If only taking a morally proper stand by boycotting the Olympics could deliver anything to the people of Tibet. Or to the people of China, for that matter. But it cannot. The Olympics simply are not that important. What made the Nazi regime a threat to the world and its own people was not Leni Riefenstahl's work, but that of party's war machine and the SS. Suppose the 1936 Olympics had gone disastrously for Germany. Or that Germany had not hosted the Olympics at all. What have would followed? The Spanish Civil War, the Second World War, and the Holocaust would have followed. Sports boycotts are, in general, ineffectual wastes of energy and outrage. Worse than that, they underscore the notion that diplomacy is not a matter of picking the right policy to achieve a desired set of outcomes, but simply adopting the appropriate posture for every moral context. The people of Tibet will continue to suffer whether American politicians and journalists are in high dudgeon about the Olympics or not.
There is one exception to the overall fecklessness of sports boycotts, but it makes the case against boycotting the Beijing Olympics, not the case for it. The ban on South Africa from international sporting competitions succeeded for three reasons: (1) South Africa's idiosyncratic attachments to cricket and rugby meant that the Republic's exclusion from, e.g., the quadrennial Rugby World Cup which began in 1987, depressed national morale in a way that is unthinkable with respect to China. (2) Unlike the silly, pointless mutual boycotts of Soviet and American Olympic games, the South African ban was not a unilateral, one-off decision by a particular state with a grudge against another, but a decades-long, internationally enforced ostracism. (3) The ban on South Africa was coupled with divestment and isolation from international markets.

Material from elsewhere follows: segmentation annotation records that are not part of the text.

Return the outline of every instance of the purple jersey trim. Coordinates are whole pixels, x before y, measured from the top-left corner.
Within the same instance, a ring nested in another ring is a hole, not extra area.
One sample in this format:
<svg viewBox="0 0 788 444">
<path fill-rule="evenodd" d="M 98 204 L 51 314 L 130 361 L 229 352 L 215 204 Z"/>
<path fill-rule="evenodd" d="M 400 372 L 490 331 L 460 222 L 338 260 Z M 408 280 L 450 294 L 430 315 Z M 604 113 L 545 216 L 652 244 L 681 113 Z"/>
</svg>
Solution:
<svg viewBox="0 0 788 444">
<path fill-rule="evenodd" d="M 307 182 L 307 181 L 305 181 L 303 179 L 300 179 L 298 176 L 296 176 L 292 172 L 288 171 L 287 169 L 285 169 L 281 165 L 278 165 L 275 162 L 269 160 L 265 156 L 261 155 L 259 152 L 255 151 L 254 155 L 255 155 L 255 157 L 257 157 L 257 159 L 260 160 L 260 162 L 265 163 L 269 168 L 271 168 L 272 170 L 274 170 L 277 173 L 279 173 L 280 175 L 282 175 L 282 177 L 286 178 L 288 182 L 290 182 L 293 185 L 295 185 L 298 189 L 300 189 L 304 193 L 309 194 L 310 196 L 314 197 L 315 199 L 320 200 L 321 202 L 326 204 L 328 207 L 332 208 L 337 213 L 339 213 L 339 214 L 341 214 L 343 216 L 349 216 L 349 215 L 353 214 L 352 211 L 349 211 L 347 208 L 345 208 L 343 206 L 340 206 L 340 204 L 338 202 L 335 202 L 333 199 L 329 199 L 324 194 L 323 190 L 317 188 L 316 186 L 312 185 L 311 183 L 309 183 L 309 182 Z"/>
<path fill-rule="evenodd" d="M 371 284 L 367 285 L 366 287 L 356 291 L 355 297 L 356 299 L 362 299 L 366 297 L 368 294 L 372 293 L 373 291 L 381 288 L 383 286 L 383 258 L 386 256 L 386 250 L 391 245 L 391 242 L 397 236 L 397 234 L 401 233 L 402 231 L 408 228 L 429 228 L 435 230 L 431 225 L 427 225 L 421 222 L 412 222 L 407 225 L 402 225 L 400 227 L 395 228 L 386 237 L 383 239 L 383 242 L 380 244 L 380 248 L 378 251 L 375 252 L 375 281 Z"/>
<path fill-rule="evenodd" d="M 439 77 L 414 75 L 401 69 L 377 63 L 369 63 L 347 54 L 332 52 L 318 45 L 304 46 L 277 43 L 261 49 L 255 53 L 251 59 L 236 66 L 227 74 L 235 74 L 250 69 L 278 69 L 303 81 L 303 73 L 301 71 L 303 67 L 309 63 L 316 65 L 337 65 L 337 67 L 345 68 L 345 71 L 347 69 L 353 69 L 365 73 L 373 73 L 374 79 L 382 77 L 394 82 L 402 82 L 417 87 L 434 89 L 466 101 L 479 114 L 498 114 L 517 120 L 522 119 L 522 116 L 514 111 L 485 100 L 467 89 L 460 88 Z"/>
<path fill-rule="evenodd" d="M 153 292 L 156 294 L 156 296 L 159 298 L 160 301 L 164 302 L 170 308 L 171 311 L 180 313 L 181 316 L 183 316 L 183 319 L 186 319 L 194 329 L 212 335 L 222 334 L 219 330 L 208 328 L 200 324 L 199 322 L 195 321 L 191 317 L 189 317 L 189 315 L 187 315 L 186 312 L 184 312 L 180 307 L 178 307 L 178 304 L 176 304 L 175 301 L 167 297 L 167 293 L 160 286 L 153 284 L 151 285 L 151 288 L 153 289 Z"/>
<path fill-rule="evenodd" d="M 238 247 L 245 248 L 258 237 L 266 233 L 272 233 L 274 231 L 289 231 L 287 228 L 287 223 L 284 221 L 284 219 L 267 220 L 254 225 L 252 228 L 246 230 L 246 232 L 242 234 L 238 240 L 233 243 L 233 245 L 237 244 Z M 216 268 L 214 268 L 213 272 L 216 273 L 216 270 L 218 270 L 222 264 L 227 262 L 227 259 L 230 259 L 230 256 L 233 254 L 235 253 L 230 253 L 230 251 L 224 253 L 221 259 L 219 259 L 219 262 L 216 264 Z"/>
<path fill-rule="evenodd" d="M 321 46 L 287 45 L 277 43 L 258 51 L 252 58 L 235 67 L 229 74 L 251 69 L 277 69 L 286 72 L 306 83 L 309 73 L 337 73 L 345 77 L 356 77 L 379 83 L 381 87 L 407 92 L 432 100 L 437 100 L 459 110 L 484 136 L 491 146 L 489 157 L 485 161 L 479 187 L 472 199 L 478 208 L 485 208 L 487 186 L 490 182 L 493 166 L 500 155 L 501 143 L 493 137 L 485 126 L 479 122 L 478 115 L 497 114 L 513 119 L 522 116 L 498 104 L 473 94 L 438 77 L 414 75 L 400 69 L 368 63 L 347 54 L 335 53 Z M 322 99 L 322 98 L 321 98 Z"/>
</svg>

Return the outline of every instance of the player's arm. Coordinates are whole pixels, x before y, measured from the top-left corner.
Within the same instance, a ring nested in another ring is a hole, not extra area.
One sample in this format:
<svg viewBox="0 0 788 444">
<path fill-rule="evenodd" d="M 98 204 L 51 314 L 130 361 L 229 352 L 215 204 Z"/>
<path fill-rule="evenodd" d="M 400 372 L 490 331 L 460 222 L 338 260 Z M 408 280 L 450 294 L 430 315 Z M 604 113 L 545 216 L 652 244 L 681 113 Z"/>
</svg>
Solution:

None of the conditions that made the boycott of South Africa successful have even a remote chance of coming into play in the case of China. The People's Republic gained legitimacy when, despite its catastrophic human rights record, it was seated at the UN. The PRC is a major international creditor, and its economy is inextricably tied to most of the world's advanced and developing economies. For both good (as with North Korea) and ill (as with Darfur), China is too large and too important to be denied influence in international diplomacy. The PRC cares about neither sports nor public relations enough to give up its claims on Tibet.
A threat against a meaningless asset like the Olympics might salve the consciences of guilt-ridden western liberals and satisfy the emotional needs of neoconservatives to feel that, they, too, are courageous warriors. But in no case will threatening China with a bad Olympic experience actually improve the lot of the Tibetan people. That would require a long, sustained, multilateral campaign that a faddish cause like boycotting the Olympics will more likely hinder than help.